Wednesday, February 20, 2008

Album Review: Anthony Gomes, Live

Artist: Anthony Gomes
Title: Live

Writer: Rick Galusha

Rock is dead – long live ‘the blues.’ Perhaps since the guitar was plugged into an amplifier or maybe it was when Nirvana signed to a major label, either way “rock” has been sliding into the obscurity of numerous niches categories and “the blues” has become a codeword for screaming guitars and loud drums. To some degree you have to know the code in order to fully understand the nuisance of the statement. Yes, there are still Blues records being put out but many of the ‘the blues’ records being released are actually “rock” records. So what? Indeed, so what. Really it only matters when you consider Blues to be a traditional American artform – after than, it’s just music and the affixed genre label is little more than a marketing effort.

Anthony Gomes is the Pete Rose of ‘the blues;’ a fighter that just is not going to give up. The latest effort by showman Anthony Gomes is a live album recorded at Seattle’s Triple Door venue in February 2007. It is a high energy ruckus affair that showcases Gomes’ aptitude toward abandoned ‘twang bar king’ playing. And it has absolutely no connection to Blues but will be readily identified as ‘the blues.’ Much like Joe Bonamassa before him, Gomes ties in Classic Rock licks that sharp ears and sober minds will pick up on. For example, on the track, ‘Bluebird’ keyboardist Todd Hamric melds in an organ line by The Doors’ Ray Manzerak’s from the famed song, ‘Riders on the Storm.’ Again, it’s a fun, tasty gesture.

By the fourth track the band jumps into Led Zeppelin’s ‘Heartbreaker’ including a bombastic extended guitar solo. What’s not fun about a well played cover? After all, some Blues artists are anchored to playing songs thirty years their senior.

The sixth track, ‘When the Right Woman Does You Wrong’ is a slow bluesy number that bear up to crescendo after crescendo giving Gomes a slow burning simmer that explodes amid a cliché warning the he is, “about to lose control.” And so the platform for yet another guitar solo is set and like a lemming to the sea Gomes knows that it is pyrotechniques that butters the bread on his roadshow.
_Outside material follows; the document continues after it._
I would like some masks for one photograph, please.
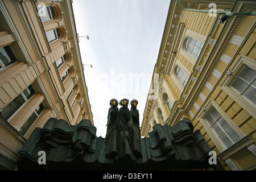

“Falling” is a U2-like track that pulls in sentimental mood as Gomes’ sings “At this moment I am humble and I surrender to your voice. I’m falling. You know its hard to walk on water with broken bones and worn out shoes, I’ve thrown every punch, I’ve run every road, I’ve got nothing else to lose.” Clearly a contemporary radio friendly track that end with the sound of Helicopter’s and John F. Kennedy saying, “Ask not what your country can do for you; ask what you can do for your country” before melding into the anti-conflict track from his previous album, ‘War on War.’ “Talk about a revolution, a soul solution, something worth fighting for…My name is Anthony Gomes Ladies and Gentlemen and I believe in Love.”

Gomes’ band rocks and, as his career progresses, his playing becomes finer and more nuisanced. That said, it is unlikely he’ll cut any new ground or create a school of protégées. His albums are readily apparent. None-the-less he is a personable barroom brawler that can write a good song, play a mean guitar and put together a well constructed album that will stand up to repeated listens and bring the fan enjoyment. He is an entertainer first and foremost and there is absolutely nothing wrong with giving folks what they came to hear.